Millennium Excellence Foundation (MEF) has rejected claims it sold seats to expatriates willing to pay as much as $100,000 to sit close to the President at an awards dinner.
The event organisers which patterned the Trade ministry to organise the Ghana Expatriates Business Award (GEBA) stressed at a press conference Wednesday, "no one paid 100,000 dollars to sit close to the president before that event."
The push-back comes as pressure grows on the presidency to come clean on the extent of its knowledge of the simmering cash-to-sit-close-to president scandal.
Already the Trade minister Alan Kyrematen has been summoned to explain his ministry's role in the organisation of the awards.
The MEF is, however, offering a public explanation of the controversy which the Minority NDC is bent on instigating a parliamentary probe.
President of the Foundation Ashim Morton said different categories of sponsorship, determined the sitting arrangement, a common practice in the event organising industry.
In the Ghana Expatriates Award, the levels of sponsorship included red circle, yellow, green, black and Presidential circle.
It also had the President's Gold Table reserved for "persons carefully selected by the Foundation and the Ministry of Trade."
Such distinguished persons could be expatriate or Ghanaian and did not have to sponsor the event to secure a seat there.
Even though he admitted that they had a list of sponsorship package which included paying $100,000 to sit by the President's Gold table, he was quick to add that none of the business men who sat on this President's Gold Table paid $100,000 before the event.
There were 18 persons on the President's Gold Table.
"Not one person paid a $100,000 to sit on that table", Mr.

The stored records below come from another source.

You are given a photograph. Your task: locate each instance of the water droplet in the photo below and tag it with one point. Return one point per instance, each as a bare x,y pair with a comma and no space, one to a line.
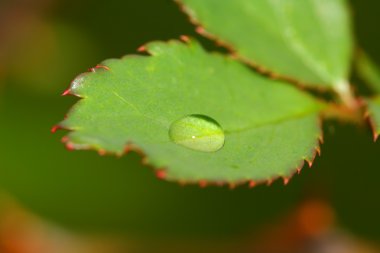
197,132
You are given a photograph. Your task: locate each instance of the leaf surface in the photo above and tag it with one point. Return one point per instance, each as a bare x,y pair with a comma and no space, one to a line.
369,71
308,41
374,115
269,127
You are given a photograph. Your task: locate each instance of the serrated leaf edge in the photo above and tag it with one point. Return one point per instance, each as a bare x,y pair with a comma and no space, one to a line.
161,172
201,30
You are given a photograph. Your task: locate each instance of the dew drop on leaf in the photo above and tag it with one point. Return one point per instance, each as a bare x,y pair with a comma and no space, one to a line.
197,132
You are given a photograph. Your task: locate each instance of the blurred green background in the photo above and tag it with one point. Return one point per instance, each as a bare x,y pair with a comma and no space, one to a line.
44,44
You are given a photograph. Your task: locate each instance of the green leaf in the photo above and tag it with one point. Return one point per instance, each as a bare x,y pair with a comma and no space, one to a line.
131,103
309,41
374,115
368,71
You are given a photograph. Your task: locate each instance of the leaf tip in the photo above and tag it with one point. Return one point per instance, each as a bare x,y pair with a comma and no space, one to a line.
286,180
55,128
184,38
161,174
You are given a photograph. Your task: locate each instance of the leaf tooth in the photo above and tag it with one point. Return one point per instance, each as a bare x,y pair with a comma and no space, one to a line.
185,38
202,183
55,128
69,146
251,184
286,180
66,92
367,115
232,185
142,49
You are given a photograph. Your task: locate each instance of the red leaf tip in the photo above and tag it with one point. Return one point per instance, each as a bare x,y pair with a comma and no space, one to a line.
66,92
202,183
141,49
55,128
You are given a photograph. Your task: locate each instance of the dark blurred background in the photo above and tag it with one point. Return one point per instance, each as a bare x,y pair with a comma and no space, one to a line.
53,200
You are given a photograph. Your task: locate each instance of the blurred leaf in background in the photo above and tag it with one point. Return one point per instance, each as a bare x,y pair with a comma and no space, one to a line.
45,44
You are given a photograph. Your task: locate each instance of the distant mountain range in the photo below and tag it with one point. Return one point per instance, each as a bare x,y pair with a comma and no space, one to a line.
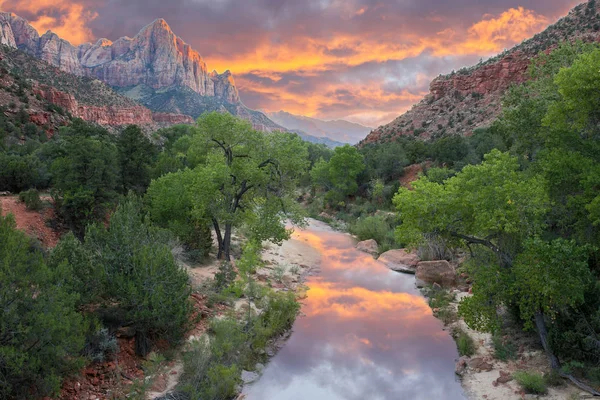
155,67
336,131
471,98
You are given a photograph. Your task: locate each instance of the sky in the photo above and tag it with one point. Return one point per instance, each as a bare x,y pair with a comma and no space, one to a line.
366,61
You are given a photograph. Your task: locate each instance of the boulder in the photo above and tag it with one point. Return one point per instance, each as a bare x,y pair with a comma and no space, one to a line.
461,365
440,272
504,377
400,261
249,377
479,364
368,246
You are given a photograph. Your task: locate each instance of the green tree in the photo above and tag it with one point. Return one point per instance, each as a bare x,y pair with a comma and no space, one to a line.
136,155
244,178
171,205
344,167
84,174
140,275
41,334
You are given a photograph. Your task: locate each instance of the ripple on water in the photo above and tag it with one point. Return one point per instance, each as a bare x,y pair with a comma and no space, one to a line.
367,333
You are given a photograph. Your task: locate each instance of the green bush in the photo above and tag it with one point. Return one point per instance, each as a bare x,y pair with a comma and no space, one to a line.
140,275
212,366
504,348
374,227
464,343
531,382
31,198
553,378
41,333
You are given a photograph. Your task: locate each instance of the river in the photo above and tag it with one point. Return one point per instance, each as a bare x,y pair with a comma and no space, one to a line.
366,333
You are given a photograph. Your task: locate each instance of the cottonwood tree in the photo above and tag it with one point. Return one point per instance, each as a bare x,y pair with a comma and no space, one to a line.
499,211
136,155
243,178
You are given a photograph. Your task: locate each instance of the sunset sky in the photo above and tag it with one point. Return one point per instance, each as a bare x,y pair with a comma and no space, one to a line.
362,60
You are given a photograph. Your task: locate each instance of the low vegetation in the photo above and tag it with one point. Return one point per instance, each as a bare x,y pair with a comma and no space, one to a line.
531,382
465,344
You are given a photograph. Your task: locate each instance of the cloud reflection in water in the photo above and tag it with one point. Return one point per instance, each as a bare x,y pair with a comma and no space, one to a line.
366,334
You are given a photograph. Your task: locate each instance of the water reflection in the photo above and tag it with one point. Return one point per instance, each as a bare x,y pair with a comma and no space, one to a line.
366,334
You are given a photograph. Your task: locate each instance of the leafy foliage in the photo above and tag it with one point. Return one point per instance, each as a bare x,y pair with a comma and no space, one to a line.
141,275
532,382
242,178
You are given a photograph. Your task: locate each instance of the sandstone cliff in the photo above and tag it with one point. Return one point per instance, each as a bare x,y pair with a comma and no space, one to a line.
52,97
155,68
127,61
463,101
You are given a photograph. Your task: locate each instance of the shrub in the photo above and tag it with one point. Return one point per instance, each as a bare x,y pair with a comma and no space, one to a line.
434,248
504,348
100,345
374,227
41,332
141,275
31,198
531,382
464,343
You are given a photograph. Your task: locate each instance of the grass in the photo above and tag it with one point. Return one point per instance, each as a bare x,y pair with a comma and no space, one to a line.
440,302
504,348
465,344
531,382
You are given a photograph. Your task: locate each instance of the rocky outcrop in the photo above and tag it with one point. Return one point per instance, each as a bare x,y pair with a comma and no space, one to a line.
155,68
432,272
489,79
400,261
368,246
108,115
155,57
167,119
471,98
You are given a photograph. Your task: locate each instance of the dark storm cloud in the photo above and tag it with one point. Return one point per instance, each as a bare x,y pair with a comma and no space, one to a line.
363,59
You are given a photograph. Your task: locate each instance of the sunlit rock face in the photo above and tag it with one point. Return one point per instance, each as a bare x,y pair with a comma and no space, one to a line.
155,57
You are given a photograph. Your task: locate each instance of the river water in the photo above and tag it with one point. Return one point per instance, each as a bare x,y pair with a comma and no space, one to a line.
366,334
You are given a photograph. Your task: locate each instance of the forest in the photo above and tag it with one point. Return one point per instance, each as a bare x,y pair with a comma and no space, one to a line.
520,200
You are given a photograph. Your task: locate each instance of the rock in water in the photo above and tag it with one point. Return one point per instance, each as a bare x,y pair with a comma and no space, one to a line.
400,261
440,272
368,246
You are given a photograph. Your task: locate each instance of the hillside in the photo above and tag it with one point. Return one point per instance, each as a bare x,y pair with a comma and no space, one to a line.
155,67
51,96
336,131
470,98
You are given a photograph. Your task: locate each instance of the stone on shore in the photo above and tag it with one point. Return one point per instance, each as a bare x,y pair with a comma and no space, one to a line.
368,246
400,261
440,272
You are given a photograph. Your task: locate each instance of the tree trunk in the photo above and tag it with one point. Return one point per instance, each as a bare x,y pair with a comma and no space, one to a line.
142,344
227,242
219,238
540,324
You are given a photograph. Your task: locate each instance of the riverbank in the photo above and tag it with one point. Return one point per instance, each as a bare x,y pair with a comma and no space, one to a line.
284,268
484,375
487,372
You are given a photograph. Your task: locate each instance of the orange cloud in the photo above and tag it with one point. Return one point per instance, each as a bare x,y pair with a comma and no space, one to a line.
71,24
493,34
323,300
488,36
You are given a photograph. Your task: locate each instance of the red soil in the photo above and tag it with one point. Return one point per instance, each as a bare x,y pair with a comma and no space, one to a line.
32,222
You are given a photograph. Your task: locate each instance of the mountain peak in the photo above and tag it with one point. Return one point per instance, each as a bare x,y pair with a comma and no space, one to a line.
158,23
155,58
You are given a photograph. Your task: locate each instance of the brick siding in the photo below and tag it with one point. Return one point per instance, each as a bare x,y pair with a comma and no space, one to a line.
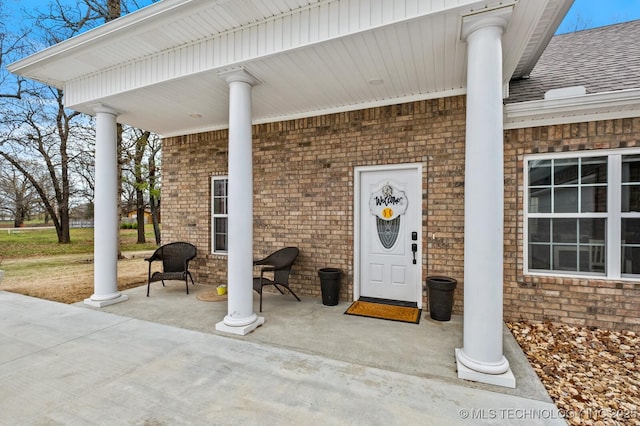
576,301
303,196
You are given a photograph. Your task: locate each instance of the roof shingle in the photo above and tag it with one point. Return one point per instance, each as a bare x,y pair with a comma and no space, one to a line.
601,59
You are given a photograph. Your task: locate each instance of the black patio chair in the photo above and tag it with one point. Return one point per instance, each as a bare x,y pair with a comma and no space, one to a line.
175,259
280,263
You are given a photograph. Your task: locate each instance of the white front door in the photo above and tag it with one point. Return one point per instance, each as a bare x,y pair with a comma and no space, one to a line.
389,237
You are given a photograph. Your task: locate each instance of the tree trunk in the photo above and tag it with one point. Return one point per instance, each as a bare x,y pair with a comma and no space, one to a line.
153,198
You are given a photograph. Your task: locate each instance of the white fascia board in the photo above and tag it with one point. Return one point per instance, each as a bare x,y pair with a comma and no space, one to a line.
327,111
238,47
133,20
576,109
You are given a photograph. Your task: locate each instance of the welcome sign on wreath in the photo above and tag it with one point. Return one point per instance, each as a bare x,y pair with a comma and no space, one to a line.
388,204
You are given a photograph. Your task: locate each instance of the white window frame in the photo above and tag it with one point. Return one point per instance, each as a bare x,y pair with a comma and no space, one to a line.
215,215
614,215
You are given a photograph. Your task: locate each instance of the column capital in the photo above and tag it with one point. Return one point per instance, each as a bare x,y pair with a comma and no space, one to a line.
493,18
102,108
241,75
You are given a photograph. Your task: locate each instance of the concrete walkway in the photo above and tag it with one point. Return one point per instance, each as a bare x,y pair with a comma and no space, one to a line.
158,361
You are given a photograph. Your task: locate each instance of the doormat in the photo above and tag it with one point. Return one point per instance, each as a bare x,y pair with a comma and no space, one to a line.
391,312
211,296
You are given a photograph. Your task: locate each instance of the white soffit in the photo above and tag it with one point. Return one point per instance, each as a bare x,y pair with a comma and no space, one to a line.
573,109
159,66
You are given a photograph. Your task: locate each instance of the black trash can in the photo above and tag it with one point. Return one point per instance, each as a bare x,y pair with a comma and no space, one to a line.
441,297
330,285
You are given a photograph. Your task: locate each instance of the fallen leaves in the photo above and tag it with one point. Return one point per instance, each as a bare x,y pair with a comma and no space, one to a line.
593,375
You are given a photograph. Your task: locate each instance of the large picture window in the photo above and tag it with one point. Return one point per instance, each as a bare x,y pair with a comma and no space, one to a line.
582,213
219,214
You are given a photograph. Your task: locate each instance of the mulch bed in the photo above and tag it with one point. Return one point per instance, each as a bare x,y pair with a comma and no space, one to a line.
593,375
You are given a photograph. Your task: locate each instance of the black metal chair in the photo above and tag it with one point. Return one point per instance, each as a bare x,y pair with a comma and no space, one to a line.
280,263
175,258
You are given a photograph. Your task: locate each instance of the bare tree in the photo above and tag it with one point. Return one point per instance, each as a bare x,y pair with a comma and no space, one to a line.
41,129
17,196
154,188
37,125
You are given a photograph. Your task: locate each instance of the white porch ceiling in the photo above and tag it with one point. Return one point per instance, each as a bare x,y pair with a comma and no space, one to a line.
159,67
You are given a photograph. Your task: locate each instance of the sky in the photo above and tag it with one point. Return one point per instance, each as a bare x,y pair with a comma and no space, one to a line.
586,14
583,14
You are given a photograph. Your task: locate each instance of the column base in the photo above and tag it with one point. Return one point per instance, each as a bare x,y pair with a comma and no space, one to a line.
240,330
506,379
103,303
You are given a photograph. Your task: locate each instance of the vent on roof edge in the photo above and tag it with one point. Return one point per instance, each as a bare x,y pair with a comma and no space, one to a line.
565,92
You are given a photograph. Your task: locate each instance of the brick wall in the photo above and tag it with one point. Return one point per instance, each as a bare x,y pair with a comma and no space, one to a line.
602,303
303,196
303,187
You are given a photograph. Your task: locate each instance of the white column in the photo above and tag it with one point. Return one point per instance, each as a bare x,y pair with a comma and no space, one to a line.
105,217
240,318
480,358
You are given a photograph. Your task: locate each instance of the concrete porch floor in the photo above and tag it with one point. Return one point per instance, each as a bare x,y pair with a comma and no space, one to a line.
159,360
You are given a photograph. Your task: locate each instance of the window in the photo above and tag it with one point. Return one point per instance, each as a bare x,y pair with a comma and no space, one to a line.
582,214
219,214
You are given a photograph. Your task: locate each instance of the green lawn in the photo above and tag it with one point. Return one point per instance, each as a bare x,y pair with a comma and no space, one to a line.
30,243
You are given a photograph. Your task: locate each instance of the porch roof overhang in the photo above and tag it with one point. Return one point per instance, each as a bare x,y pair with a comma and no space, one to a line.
160,67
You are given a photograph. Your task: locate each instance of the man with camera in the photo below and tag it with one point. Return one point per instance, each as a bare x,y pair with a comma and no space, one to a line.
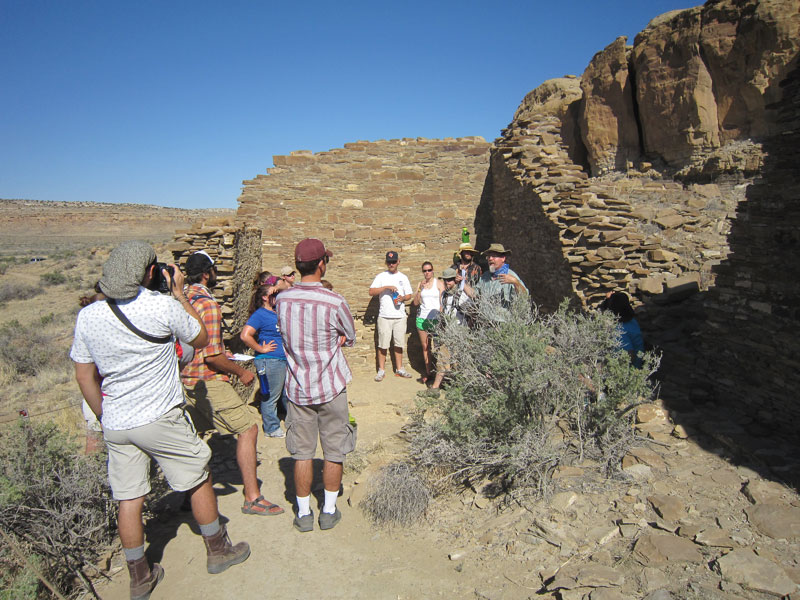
208,388
500,283
127,370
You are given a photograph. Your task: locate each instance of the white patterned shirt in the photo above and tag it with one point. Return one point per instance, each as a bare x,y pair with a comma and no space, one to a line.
140,378
311,320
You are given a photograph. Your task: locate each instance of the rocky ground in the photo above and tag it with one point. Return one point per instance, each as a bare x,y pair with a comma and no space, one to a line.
703,508
687,518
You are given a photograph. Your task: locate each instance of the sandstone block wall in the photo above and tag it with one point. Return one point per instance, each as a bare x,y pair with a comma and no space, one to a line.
410,195
707,203
235,251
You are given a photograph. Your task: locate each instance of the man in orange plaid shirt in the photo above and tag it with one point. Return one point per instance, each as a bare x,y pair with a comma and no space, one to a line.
208,387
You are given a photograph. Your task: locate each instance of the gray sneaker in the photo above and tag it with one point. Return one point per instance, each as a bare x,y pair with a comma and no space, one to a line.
329,521
305,523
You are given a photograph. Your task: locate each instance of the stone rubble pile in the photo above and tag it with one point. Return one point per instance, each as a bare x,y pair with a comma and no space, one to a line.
235,252
680,522
635,233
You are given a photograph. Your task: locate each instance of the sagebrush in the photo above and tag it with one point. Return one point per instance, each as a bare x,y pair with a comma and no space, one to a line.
529,393
54,503
396,496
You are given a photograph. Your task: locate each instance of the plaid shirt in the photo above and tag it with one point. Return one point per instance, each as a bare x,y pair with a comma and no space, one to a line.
208,309
312,321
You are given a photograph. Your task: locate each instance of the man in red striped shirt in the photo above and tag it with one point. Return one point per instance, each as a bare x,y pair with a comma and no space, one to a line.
315,323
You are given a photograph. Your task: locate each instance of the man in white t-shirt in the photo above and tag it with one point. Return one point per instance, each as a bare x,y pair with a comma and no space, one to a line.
127,370
393,290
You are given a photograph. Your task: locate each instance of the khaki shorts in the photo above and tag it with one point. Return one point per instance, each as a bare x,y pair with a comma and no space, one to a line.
390,330
330,422
217,402
171,441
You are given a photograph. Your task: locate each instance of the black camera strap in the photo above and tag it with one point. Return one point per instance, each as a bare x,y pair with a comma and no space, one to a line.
112,304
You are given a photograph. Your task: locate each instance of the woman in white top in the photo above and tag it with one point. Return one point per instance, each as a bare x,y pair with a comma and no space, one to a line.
428,298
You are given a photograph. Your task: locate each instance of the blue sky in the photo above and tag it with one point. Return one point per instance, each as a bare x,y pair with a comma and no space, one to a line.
175,103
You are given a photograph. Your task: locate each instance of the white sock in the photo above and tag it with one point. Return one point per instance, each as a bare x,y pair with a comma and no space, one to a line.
303,506
330,502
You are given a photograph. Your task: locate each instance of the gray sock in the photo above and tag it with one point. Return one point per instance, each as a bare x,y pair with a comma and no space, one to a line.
210,528
134,553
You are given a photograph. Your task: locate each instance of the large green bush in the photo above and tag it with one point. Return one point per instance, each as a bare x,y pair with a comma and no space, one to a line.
529,393
54,505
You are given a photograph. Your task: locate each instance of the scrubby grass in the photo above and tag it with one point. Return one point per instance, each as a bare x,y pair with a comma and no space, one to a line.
524,399
17,291
54,508
53,278
396,496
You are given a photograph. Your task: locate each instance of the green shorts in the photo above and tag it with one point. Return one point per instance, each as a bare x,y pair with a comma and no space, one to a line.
216,402
426,324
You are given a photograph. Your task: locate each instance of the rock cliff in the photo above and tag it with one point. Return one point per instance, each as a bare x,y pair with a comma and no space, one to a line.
670,168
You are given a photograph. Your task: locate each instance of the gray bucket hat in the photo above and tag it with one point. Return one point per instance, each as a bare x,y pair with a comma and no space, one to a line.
498,248
125,269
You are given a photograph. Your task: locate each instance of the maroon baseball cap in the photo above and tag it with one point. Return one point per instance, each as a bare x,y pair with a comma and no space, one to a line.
310,249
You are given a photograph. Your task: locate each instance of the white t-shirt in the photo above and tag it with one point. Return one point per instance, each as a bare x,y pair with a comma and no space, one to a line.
387,308
141,381
429,300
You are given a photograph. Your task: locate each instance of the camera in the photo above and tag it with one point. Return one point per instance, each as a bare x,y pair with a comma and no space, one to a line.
159,282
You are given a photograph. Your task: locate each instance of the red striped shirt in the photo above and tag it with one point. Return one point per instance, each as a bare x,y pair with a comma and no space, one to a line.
312,321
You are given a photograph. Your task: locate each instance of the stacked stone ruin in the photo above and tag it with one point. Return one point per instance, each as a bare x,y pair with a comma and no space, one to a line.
668,170
235,252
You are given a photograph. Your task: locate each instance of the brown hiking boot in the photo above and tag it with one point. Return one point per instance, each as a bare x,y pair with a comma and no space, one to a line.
143,578
221,553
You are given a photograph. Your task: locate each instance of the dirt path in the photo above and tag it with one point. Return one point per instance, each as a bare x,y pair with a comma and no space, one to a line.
691,494
354,560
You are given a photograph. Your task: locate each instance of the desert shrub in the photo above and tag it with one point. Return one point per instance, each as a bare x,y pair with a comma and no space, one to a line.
525,397
396,496
53,278
18,291
54,503
27,349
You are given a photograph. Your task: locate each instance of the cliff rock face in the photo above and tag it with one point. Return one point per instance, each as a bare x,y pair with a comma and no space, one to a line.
672,172
699,79
608,120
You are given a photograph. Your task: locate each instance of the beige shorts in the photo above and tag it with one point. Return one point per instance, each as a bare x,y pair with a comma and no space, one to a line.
391,331
330,422
216,402
171,441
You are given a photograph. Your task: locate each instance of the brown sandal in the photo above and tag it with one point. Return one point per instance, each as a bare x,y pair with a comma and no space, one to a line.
261,506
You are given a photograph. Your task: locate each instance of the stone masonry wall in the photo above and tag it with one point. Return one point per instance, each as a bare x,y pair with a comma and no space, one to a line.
409,195
235,251
412,195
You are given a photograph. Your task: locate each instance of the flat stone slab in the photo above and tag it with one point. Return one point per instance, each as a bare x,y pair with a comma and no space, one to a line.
777,521
764,492
660,549
670,508
754,572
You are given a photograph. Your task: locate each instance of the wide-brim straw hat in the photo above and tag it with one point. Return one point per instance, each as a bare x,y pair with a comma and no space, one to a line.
496,248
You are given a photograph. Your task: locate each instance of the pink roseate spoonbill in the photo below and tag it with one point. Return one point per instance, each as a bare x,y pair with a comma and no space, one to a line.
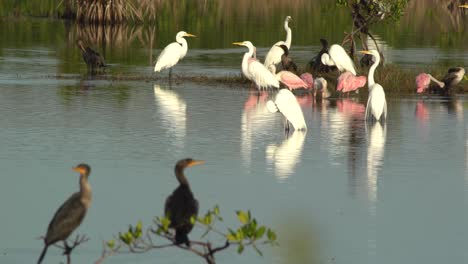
286,103
287,63
308,79
320,85
172,53
254,70
376,104
423,80
338,57
348,82
291,80
273,56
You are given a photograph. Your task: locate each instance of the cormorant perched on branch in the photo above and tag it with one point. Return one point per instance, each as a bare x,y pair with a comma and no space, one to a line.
181,205
70,215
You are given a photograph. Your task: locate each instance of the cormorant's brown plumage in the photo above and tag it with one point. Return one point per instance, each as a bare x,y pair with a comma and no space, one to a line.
92,58
70,215
181,205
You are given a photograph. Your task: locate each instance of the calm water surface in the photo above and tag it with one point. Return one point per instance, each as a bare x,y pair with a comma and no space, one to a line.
368,194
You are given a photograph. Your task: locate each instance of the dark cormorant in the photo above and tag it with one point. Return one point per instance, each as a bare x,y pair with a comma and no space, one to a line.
286,62
181,205
316,62
70,215
92,58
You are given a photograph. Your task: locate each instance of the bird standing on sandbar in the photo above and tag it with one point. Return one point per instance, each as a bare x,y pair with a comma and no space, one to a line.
172,53
181,205
70,215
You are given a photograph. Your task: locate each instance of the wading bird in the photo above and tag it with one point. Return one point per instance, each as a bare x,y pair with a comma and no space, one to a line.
70,214
291,80
93,59
376,104
172,53
348,82
320,85
181,205
273,56
338,57
287,63
423,80
286,103
308,79
254,70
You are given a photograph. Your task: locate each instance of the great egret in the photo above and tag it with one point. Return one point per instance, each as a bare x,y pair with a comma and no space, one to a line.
181,205
291,80
348,82
287,63
70,214
321,86
286,103
172,53
338,57
423,80
92,58
376,104
273,56
308,79
254,70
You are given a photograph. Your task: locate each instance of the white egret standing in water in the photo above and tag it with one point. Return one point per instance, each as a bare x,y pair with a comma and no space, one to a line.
273,56
338,57
376,103
254,70
286,103
172,53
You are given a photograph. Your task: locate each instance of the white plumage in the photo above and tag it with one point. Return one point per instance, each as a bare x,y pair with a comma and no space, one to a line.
376,104
173,52
286,103
254,70
273,56
338,57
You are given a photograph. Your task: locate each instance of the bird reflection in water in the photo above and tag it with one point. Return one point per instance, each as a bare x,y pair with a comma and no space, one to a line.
173,114
255,120
286,156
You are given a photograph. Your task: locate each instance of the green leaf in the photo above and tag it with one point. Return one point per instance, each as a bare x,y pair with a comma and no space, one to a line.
243,217
240,249
260,232
111,244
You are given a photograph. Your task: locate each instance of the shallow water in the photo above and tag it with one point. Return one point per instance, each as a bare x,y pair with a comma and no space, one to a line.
380,194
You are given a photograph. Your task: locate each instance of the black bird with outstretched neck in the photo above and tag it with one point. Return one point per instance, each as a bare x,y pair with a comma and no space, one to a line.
286,62
70,214
181,205
93,59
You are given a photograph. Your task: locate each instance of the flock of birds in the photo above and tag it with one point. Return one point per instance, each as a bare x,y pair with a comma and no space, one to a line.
181,205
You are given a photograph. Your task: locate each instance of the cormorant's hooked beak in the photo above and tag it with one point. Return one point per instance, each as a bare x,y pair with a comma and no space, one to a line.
79,170
195,162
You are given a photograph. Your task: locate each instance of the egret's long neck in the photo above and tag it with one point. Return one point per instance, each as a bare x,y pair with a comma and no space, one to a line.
179,172
85,191
441,84
370,79
182,42
288,34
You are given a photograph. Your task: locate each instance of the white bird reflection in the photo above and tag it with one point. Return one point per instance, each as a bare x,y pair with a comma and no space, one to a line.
286,156
377,135
256,122
173,112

Morton said and explained Japan Motors whose representative sat on that table with the president did not pay even a dollar or a cedi.
" The office of the president cannot be toyed with," he said rejected profiteering claims.
Speaking on its relationship with the Trade Ministry, the President of the Foundation said there was an agreement that the ministry would keep a portion of the funds raised for the event.
The retained amount was "for further initiatives under the Ghana Expatriates Business Awards"
"What I know is that some funds were released to organise the event and thereafter some additional funds were given to us post-event. I don't know whether those funds were complete"
He said the event was funded by "ordinary Ghanaians" and expatriates who believed in the cause of the awards.
He however did not say how the funds were raised.